I suppose the image of the magnified nipple and the blurred contours of the breast preoccupied me more than she did, but then, she was already preoccupied. Always on the phone, always talking about him, her work, her return, her anxiety about her return. Her breasts.

She liked me photographing them. Breasts that had begun to stir me only in the frame. At least I didn’t get off on images of other women.

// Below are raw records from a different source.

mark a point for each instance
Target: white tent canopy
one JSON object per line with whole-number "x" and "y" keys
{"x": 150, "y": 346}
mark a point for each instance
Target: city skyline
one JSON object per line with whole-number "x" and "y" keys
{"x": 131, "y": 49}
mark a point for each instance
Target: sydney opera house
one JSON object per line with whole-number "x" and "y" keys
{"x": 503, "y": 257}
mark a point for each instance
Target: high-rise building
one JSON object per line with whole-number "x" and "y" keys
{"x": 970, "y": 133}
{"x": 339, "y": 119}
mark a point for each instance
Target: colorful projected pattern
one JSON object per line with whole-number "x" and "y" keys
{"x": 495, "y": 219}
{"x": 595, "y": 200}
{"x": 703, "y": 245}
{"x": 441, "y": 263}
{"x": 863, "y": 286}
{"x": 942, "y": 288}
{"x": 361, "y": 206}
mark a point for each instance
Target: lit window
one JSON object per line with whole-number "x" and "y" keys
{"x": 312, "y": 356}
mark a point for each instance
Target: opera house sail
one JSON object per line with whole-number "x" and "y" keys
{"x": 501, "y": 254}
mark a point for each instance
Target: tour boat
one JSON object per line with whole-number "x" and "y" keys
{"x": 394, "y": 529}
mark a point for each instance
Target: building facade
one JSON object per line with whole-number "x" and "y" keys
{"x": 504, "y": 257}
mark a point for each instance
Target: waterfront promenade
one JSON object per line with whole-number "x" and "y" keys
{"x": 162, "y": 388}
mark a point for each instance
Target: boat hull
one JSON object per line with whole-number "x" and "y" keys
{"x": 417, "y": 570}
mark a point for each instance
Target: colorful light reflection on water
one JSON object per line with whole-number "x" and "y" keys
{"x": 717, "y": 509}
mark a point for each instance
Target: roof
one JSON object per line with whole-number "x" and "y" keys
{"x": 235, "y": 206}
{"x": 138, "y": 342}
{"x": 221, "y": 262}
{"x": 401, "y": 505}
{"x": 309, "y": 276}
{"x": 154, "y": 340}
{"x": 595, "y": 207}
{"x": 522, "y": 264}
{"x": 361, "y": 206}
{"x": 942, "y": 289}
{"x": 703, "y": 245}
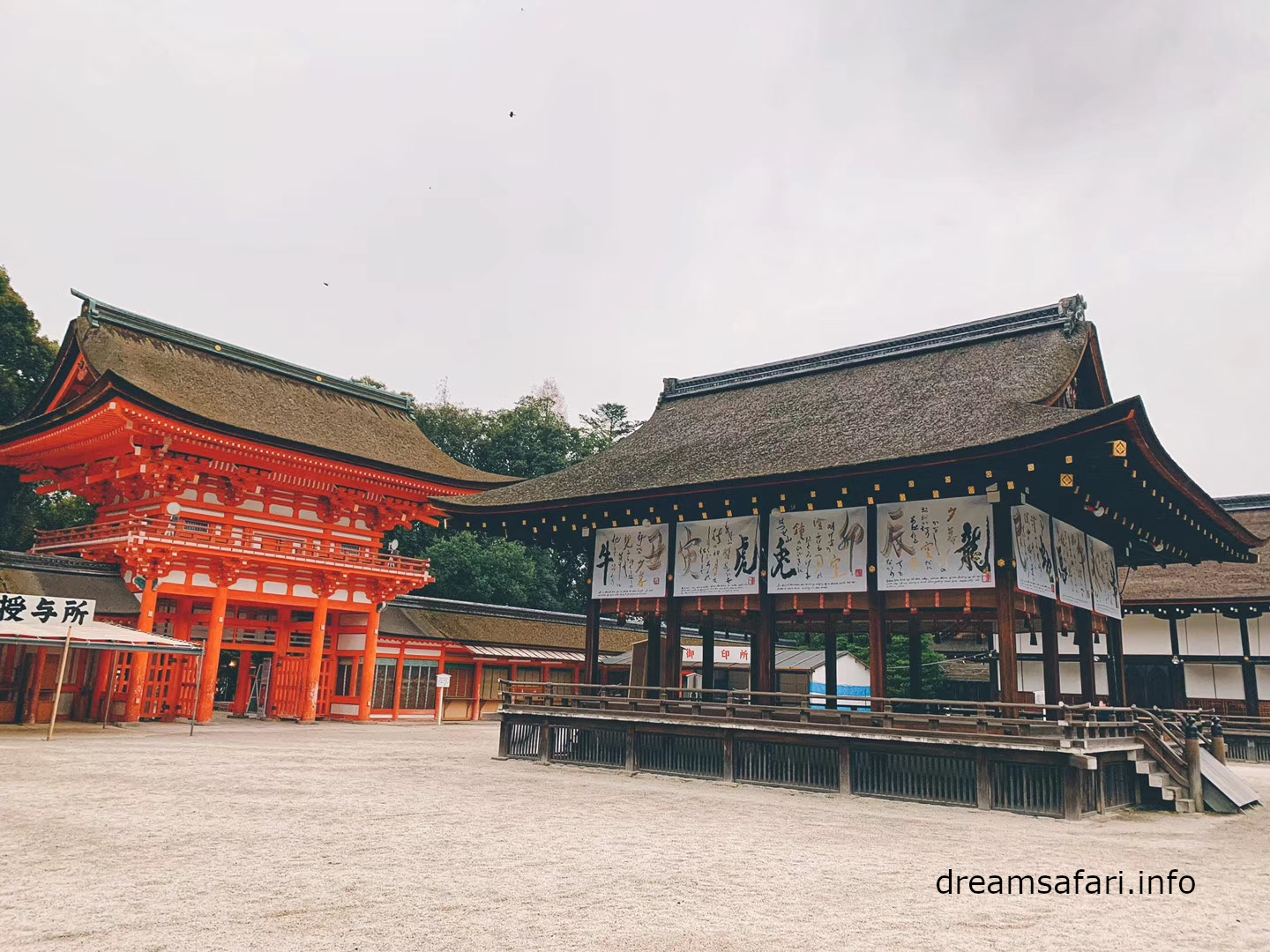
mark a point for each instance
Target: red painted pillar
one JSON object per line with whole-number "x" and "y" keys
{"x": 37, "y": 677}
{"x": 140, "y": 659}
{"x": 372, "y": 643}
{"x": 317, "y": 645}
{"x": 476, "y": 683}
{"x": 213, "y": 655}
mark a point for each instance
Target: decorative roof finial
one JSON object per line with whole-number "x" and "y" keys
{"x": 1073, "y": 310}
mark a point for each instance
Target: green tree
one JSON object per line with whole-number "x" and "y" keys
{"x": 897, "y": 664}
{"x": 608, "y": 423}
{"x": 26, "y": 361}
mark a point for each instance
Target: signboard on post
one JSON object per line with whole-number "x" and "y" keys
{"x": 937, "y": 544}
{"x": 630, "y": 562}
{"x": 822, "y": 550}
{"x": 716, "y": 556}
{"x": 1072, "y": 566}
{"x": 46, "y": 609}
{"x": 1034, "y": 551}
{"x": 1104, "y": 582}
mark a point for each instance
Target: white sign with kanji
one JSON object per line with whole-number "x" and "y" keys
{"x": 46, "y": 609}
{"x": 716, "y": 556}
{"x": 1072, "y": 564}
{"x": 630, "y": 562}
{"x": 937, "y": 544}
{"x": 1104, "y": 582}
{"x": 1034, "y": 550}
{"x": 724, "y": 654}
{"x": 823, "y": 550}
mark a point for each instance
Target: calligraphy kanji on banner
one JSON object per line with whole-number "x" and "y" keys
{"x": 1072, "y": 565}
{"x": 822, "y": 550}
{"x": 46, "y": 609}
{"x": 1104, "y": 582}
{"x": 630, "y": 562}
{"x": 937, "y": 544}
{"x": 716, "y": 557}
{"x": 1034, "y": 550}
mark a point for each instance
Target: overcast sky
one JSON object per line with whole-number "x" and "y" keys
{"x": 684, "y": 187}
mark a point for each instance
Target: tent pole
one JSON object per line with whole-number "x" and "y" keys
{"x": 57, "y": 691}
{"x": 198, "y": 691}
{"x": 109, "y": 688}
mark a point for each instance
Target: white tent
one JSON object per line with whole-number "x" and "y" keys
{"x": 95, "y": 636}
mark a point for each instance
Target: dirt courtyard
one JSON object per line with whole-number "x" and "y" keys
{"x": 256, "y": 836}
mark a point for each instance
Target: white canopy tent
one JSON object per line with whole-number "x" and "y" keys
{"x": 97, "y": 636}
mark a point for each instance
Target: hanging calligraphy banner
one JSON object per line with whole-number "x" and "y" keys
{"x": 630, "y": 562}
{"x": 817, "y": 551}
{"x": 1102, "y": 579}
{"x": 1034, "y": 551}
{"x": 1072, "y": 565}
{"x": 938, "y": 544}
{"x": 716, "y": 557}
{"x": 46, "y": 609}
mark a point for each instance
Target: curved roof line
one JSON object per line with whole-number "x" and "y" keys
{"x": 101, "y": 312}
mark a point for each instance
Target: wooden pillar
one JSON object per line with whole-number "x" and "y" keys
{"x": 705, "y": 628}
{"x": 1177, "y": 669}
{"x": 1050, "y": 652}
{"x": 101, "y": 683}
{"x": 243, "y": 688}
{"x": 672, "y": 648}
{"x": 37, "y": 677}
{"x": 1085, "y": 641}
{"x": 213, "y": 655}
{"x": 915, "y": 655}
{"x": 831, "y": 661}
{"x": 369, "y": 651}
{"x": 140, "y": 666}
{"x": 877, "y": 614}
{"x": 317, "y": 645}
{"x": 476, "y": 687}
{"x": 653, "y": 655}
{"x": 1117, "y": 691}
{"x": 1007, "y": 652}
{"x": 1251, "y": 695}
{"x": 591, "y": 649}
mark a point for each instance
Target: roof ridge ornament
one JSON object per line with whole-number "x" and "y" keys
{"x": 1072, "y": 310}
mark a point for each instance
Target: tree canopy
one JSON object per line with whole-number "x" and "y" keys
{"x": 26, "y": 360}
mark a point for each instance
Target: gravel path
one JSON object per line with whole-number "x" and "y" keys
{"x": 342, "y": 837}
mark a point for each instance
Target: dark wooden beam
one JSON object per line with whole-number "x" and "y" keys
{"x": 877, "y": 614}
{"x": 831, "y": 660}
{"x": 1050, "y": 652}
{"x": 1085, "y": 641}
{"x": 915, "y": 655}
{"x": 1117, "y": 687}
{"x": 1251, "y": 695}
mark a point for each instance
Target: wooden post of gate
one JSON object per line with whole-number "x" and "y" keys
{"x": 442, "y": 683}
{"x": 61, "y": 675}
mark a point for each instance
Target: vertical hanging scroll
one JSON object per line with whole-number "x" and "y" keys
{"x": 818, "y": 551}
{"x": 1102, "y": 579}
{"x": 716, "y": 556}
{"x": 937, "y": 544}
{"x": 629, "y": 562}
{"x": 1072, "y": 565}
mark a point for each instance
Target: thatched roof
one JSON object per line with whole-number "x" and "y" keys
{"x": 247, "y": 392}
{"x": 415, "y": 616}
{"x": 925, "y": 395}
{"x": 68, "y": 577}
{"x": 1211, "y": 582}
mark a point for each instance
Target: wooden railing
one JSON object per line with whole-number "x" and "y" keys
{"x": 1044, "y": 725}
{"x": 230, "y": 541}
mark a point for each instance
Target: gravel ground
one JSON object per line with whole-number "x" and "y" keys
{"x": 343, "y": 837}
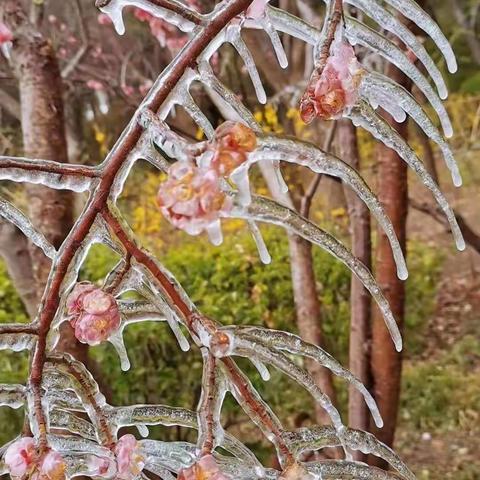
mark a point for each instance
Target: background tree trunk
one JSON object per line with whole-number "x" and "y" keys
{"x": 360, "y": 301}
{"x": 43, "y": 128}
{"x": 386, "y": 362}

That day on the beach? It excited her, seeing herself magnified. And color-filtered. Image pre-processing, not to be confused with post-processing, to enhance maximum photorealism. To make the infeasible feasible. She lay on her stomach; I drizzled sand on the mound of her buttocks. It cascaded down her curves, featherlike, matching her skin tone. When we viewed the images together, the texture of the sandspill on her flesh made her wet. We were nestled between the same cluster of rocks where I’d found her the first time, on the far side of the cypress grove. There were others around, though none in our nest, or so we thought. She rolled back onto her stomach, raised her hips high into my groin. The sand scrubbed my erection. I heard the figure behind me, his breathing. I could feel it on my neck. I assumed she mistook it for mine or would have stopped. There was no way she could have seen his shadow on her spine.

Later, we both lay on our stomachs a long time. When we eventually got dressed, we didn’t speak. He came when I did. She couldn’t have noticed.

Now I looked in the viewfinder of my camera. I’d kept the photos of the weeks before we’d left, including that morning on Baker Beach. There were several shots of her — muted backgrounds, magnified nipples. I hadn’t needed them since coming to this country, where secrecy seems to play the same role.


At lunchtime, I heard Wes and Farhana leave the adjoining cabin, presumably for the restaurant. I stayed inside. I hadn’t slept in a long time. We’d been arguing for two days, almost without cease. I shut my eyes.

Nadir, you were swimming away from us.

I hadn’t stopped seeing her, since that time at the bus stop. Sometimes she shrank into a distant, stamp-size image, as though I were looking through the gap in the front row of her teeth. A tiny girl in magenta and green, stick in hand, climbing a hill, chasing a black goat. But always, when she descended, the playback was at the wrong speed. Her movements grew rapid and jerky, trapped in a silent movie. Whoever shot that film had grossly undercranked it. The goat bounced like an epileptic, and Kiran shuddered backward and forward on the hill in the frame made by the gap between her teeth.

In this way, Kiran was my past.

Other times, I was looking at her from above, through a camera in an unmanned plane, and Kiran appeared in a burst of grainy images. Getting in the boat, hunkering in her seat, folding her hands nervously in her lap while heavy bracelets rolled down her wrists. Her movements slower now, her shape elongated.

In this way, Kiran was my present.

Or I was looking at her through a series of gaps, all cut into a cylinder, and she had not shrunk, rather, I was a mouse peering into a giant zoetrope. Her mother twirled nearby, black sleeves rimmed in pink thread, bangles sliding as her arm rose in objection. Ob-jection, OB-JECTION! When the cylinder spun, Kiran’s bangles as she fidgeted in the boat and Maryam’s bangles as she gesticulated in fury were in absolute synchronicity.

In this way, Kiran was my future.

I hadn’t forgotten how her mother’s shadow crossed mine in the sand, next to Kiran’s corpse. Sometimes, as I slept, Maryam appeared in my room, throwing her image against mine. Sometimes it would become Kiran, her discolored face breathing on my pillow, wet hair tickling my cheek. And she’d touch my cold neck the way her baby sister had done, brown on blue.